Since Euclid first published his book Elements in 300 B.C., it has remained remarkably correct and accurate to real world situations faced on Earth. The one problem that some find with it is that it is not accurate enough to represent the multi-dimensional universe of our stars. It has been argued that Euclidean Geometry, while good for architecture and to survey land, when it is moved into the multi-dimensional universe of our stars, the postulates may not hold up as well as elliptic geometry.

Euclidean geometry allows one and only one line parallel to a given line through a given external point. As one of the non-Euclidean geometries, elliptic geometry, developed by the German mathematician Bernhard Riemann in 1854, allows no parallels through any external point,

In elliptic geometry there are no parallels to a given line L through an external point P, and the sum of the angles of a triangle is greater than 180°. Riemann’s geometry is called elliptic because a line in the plane described by this geometry has no point at infinity, where parallels may intersect it, just as an ellipse has no asymptotes.
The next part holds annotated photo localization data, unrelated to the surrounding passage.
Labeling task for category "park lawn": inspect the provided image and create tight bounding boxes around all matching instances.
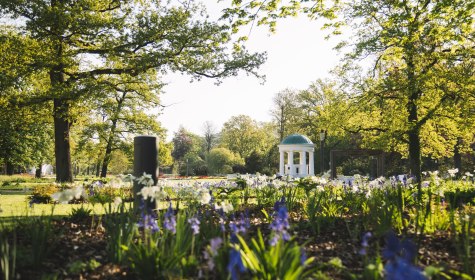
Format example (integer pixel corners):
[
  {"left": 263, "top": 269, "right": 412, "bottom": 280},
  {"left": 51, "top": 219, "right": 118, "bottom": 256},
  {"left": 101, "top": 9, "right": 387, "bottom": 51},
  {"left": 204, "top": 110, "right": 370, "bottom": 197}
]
[{"left": 0, "top": 193, "right": 123, "bottom": 218}]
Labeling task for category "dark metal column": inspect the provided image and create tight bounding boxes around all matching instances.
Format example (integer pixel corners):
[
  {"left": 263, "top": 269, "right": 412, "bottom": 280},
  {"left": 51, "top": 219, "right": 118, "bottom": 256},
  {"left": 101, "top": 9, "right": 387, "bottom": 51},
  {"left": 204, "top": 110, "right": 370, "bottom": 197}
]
[{"left": 133, "top": 135, "right": 158, "bottom": 211}]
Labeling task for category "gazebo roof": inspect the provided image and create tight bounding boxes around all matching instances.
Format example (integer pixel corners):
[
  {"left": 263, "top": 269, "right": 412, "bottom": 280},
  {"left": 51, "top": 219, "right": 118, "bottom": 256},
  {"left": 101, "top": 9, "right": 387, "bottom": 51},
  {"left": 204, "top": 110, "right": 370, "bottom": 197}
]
[{"left": 280, "top": 134, "right": 313, "bottom": 145}]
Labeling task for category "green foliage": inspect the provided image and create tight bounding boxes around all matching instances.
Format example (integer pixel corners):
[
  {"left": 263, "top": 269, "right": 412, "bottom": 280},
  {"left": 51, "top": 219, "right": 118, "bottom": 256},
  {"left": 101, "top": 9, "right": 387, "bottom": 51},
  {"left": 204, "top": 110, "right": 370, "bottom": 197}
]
[
  {"left": 29, "top": 184, "right": 60, "bottom": 204},
  {"left": 207, "top": 147, "right": 243, "bottom": 175},
  {"left": 88, "top": 186, "right": 133, "bottom": 204},
  {"left": 16, "top": 216, "right": 56, "bottom": 270},
  {"left": 67, "top": 259, "right": 101, "bottom": 275},
  {"left": 103, "top": 206, "right": 137, "bottom": 264},
  {"left": 0, "top": 229, "right": 16, "bottom": 280},
  {"left": 126, "top": 212, "right": 194, "bottom": 279},
  {"left": 237, "top": 231, "right": 316, "bottom": 279},
  {"left": 108, "top": 150, "right": 130, "bottom": 175},
  {"left": 220, "top": 115, "right": 277, "bottom": 160},
  {"left": 0, "top": 0, "right": 265, "bottom": 182},
  {"left": 69, "top": 205, "right": 92, "bottom": 223}
]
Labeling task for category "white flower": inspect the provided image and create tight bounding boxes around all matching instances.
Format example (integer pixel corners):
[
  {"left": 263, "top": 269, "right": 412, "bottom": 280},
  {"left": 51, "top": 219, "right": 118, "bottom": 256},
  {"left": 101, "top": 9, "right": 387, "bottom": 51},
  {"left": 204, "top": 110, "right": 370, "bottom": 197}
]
[
  {"left": 447, "top": 168, "right": 459, "bottom": 177},
  {"left": 138, "top": 186, "right": 158, "bottom": 200},
  {"left": 113, "top": 197, "right": 122, "bottom": 207},
  {"left": 121, "top": 174, "right": 136, "bottom": 183},
  {"left": 465, "top": 172, "right": 473, "bottom": 177},
  {"left": 52, "top": 190, "right": 74, "bottom": 204},
  {"left": 199, "top": 191, "right": 211, "bottom": 204},
  {"left": 137, "top": 172, "right": 154, "bottom": 186},
  {"left": 215, "top": 201, "right": 233, "bottom": 213},
  {"left": 72, "top": 186, "right": 84, "bottom": 200}
]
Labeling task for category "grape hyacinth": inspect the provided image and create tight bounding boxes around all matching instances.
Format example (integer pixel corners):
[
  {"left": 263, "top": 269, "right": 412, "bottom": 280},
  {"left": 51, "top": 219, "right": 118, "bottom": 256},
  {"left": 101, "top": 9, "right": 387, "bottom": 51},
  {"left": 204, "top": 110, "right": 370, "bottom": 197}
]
[
  {"left": 269, "top": 197, "right": 290, "bottom": 246},
  {"left": 163, "top": 203, "right": 176, "bottom": 234}
]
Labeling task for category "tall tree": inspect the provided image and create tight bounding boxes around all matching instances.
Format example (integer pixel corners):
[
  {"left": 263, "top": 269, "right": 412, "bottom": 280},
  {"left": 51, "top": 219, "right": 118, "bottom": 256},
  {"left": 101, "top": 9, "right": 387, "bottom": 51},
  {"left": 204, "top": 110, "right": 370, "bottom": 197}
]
[
  {"left": 0, "top": 0, "right": 265, "bottom": 182},
  {"left": 227, "top": 0, "right": 475, "bottom": 188},
  {"left": 90, "top": 73, "right": 163, "bottom": 177},
  {"left": 220, "top": 115, "right": 278, "bottom": 173},
  {"left": 270, "top": 88, "right": 301, "bottom": 141},
  {"left": 202, "top": 121, "right": 218, "bottom": 153}
]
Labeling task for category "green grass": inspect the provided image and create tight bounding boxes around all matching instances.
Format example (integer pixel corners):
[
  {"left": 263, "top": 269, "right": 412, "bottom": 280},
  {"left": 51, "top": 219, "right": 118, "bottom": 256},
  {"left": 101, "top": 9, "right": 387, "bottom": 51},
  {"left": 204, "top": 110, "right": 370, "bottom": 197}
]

An idea of the geometry on such a plane is obtained by considering the geometry on the surface of a sphere, which is a special case of an ellipsoid. The shortest distance between two points on a sphere is not a straight line but an arc of a great circle (a circle dividing the sphere exactly in half). Since any two great circles always meet (in not one but two points, on opposite sides of the sphere), no parallel lines are possible. The angles of a triangle formed by arcs of three great circles always add up to more than 180°, as can be seen by considering such a triangle on the earth’s surface bounded by a portion of the equator and two meridians of longitude connecting its end points to one of the poles (the two angles at the equator are each 90°, so the amount by which the sum of the angles exceeds 180° is determined by the angle at which the meridians meet at the pole).

The simplest model for elliptic geometry is the surface of the earth with the lines of longitude on its surface. Today, elliptic geometry widely is used in the risk engineering of our stars.